Court allows feds to seize private property along border wall after Biden vowed end to effort
"We're not going to confiscate the land," Biden said in August.
President Biden vowed during his president campaign to stop taking private land to continue to build the U.S.-Mexico border wall, a signature initiative for former President Trump. However, the U.S. government, as a result of federal court ruling this week, was allowed to seize roughly six acres of land from a family in south Texas, by the Rio Grande River.

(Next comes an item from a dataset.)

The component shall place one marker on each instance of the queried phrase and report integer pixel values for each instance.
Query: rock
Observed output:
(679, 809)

The Biden administration never withdrew from the case nor asked that it be dismissed, according to documents and interviews. Administration officials said they didn’t do so because they are still reviewing federal resources used to build the wall, according to Politico. The review, under a 60-day pause Biden ordered his first day in office, was supposed to be completed by March 20.
"End. Stop. Done. Over. Not going to do it," Biden said in August. "Withdraw the lawsuits. We're out. We're not going to confiscate the land."
Reynaldo Anzaldua Cavazos, a member of the family whose land was recently seized, told The Washington Post: "We took him at his word. He is not keeping that word."
The family says the property has been in its possession since1760s, acquired by ancestors through a Spanish land grant.
U.S. District Judge Micaela Alvarez ruled Tuesday the federal government could take the land and is "entitled to immediate possession of the subject property," citing an "urgency of possession."
The Justice Department last month said Biden's wording about the three-month pause "left open the possibility that some aspects of the project may resume."